Inference API Contract¶
This page is the canonical reference for the inference API surface: all implemented endpoints, their request/response schemas, and error semantics.
For concrete examples see Examples. For model input/output contract see ML: Model Contract.
Implemented endpoints¶
POST /predict/¶
Synchronous prediction endpoint.
Submits an inference task to the Celery ml queue and blocks until the result is returned
(30 s hard timeout).
Request
{
"match_id": 99,
"features": {
"diff_win_5_mean": 0.3,
"diff_goals_for_3_mean": 0.6,
"home_elo_pre": 1520.0,
"sex": 0
}
}
| Field | Type | Description |
|---|---|---|
match_id |
int |
Identifier for traceability |
features |
dict[str, float \| int \| null] |
Feature dict — validated against MLflow model signature |
Response — 200 OK
{
"match_id": 99,
"prediction": {
"predicted_class": 0,
"probabilities": {"0": 0.58, "1": 0.27, "2": 0.15},
"model_version": "Production",
"model_run_id": "3f7a1c9d2e4b"
}
}
| Field | Type | Description |
|---|---|---|
predicted_class |
int |
Argmax of probabilities: 0 = Home Win, 1 = Draw, 2 = Away Win |
probabilities |
dict[str, float] |
Per-class probabilities |
model_version |
str |
MLflow model stage/alias used |
model_run_id |
str |
MLflow run ID for full traceability |
Error responses
| Code | Condition |
|---|---|
422 Unprocessable Entity |
Pydantic schema validation failure |
504 Gateway Timeout |
Celery worker did not respond within 30 s |
500 Internal Server Error |
Unhandled inference error |
GET /predict/{match_id}¶
Batch-lookup endpoint. Returns a pre-computed prediction from the batch_inference DVC
pipeline output stored as a parquet file.

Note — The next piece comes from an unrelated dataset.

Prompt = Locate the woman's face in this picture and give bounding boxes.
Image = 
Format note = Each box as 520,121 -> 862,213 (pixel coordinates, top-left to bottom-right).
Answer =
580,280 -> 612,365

Response — 200 OK: same schema as POST /predict/ response.
Error responses
| Code | Condition |
|---|---|
404 Not Found |
match_id not found in batch parquet |
GET /predict/matches/¶
Returns a list of upcoming matches available for prediction.
Response — 200 OK
GET /predict/model/info¶
Returns metadata about the currently loaded model from the MLflow Registry.
Response — 200 OK
{
"model_name": "soccer_model",
"model_version": "Production",
"model_run_id": "3f7a1c9d2e4b",
"loaded": true
}
POST /predict/async/¶
Asynchronous prediction endpoint. Enqueues an inference task on the Celery ml queue
and returns a task_id immediately without waiting for the result.

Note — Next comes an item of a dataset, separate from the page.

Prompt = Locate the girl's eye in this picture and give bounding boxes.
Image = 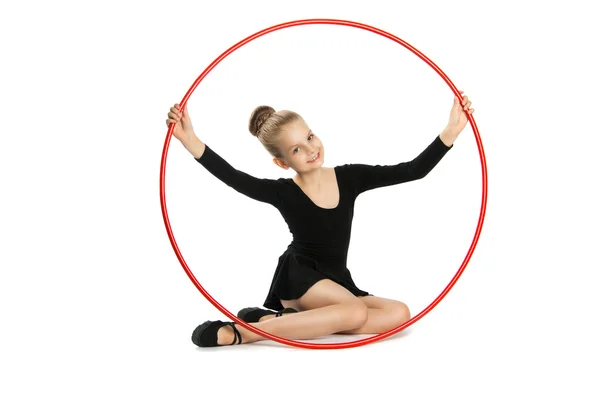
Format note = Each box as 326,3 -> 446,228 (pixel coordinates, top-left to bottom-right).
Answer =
293,133 -> 314,153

Request: same schema as POST /predict/.
Response — 202 Accepted
{
"task_id": "abc-123-def-456",
"status": "submitted",
"status_url": "/monitoring/task_status/abc-123-def-456"
}
GET /monitoring/task_status/{task_id}¶
Polls the result of an async task submitted via POST /predict/async/.
Response — pending
Response — success
{
"task_id": "abc-123-def-456",
"status": "success",
"result": {
"predicted_class": 0,
"probabilities": {"0": 0.58, "1": 0.27, "2": 0.15},
"model_version": "Production",
"model_run_id": "3f7a1c9d2e4b"
}
}
GET /healthcheck/¶
Liveness probe. Used by Kubernetes to determine if the pod should receive traffic.
Response — 200 OK
GET /metrics¶
Prometheus-compatible metrics endpoint. Scraped by the in-cluster Prometheus instance.

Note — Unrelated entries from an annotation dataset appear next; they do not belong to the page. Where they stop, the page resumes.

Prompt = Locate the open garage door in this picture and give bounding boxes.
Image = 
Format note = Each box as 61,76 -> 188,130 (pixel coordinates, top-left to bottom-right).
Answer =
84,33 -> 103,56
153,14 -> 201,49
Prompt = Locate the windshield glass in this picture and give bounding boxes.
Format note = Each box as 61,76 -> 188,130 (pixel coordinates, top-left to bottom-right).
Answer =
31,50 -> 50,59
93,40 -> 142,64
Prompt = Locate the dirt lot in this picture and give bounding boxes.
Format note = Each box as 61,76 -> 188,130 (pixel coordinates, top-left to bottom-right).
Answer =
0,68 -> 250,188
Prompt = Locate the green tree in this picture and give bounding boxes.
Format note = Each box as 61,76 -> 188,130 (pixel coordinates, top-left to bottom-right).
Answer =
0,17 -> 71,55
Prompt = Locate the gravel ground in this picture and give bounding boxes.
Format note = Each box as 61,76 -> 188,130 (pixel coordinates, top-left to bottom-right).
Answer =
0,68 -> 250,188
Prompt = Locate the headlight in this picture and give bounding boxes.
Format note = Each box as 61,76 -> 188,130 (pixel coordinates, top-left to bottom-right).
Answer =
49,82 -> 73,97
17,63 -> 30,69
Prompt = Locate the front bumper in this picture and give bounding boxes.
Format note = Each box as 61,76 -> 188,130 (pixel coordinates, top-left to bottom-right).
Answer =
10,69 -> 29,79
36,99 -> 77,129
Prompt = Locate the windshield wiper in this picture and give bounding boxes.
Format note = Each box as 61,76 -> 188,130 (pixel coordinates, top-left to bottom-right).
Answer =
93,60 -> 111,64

Returns plain-text exposition format with 8 counters, histograms, and gauges:
prediction_requests_total{source="sync|async"}prediction_timeouts_totalprediction_latency_seconds(histogram)model_version_info- and related worker/queue gauges
Planned endpoints¶
| Endpoint | Status | Notes |
|---|---|---|
POST /predict/batch |
📋 Planned | HTTP batch endpoint; batch parquet exists but no HTTP API yet |
Validation semantics¶
- All requests are validated against Pydantic schemas (
src/app/schemas/predict.py) before any inference logic runs. - Unknown fields in
featuresare not rejected; they are passed to the model signature validator. - Invalid types or missing required fields return
422with structured error detail. - Input validation failures are client errors — they are not retried.
Schema boundary¶
The features dict keys must match the feature names recorded in the MLflow model signature.
The serving layer does not transform or impute missing features.
See ML: Model Contract for the full input/output contract.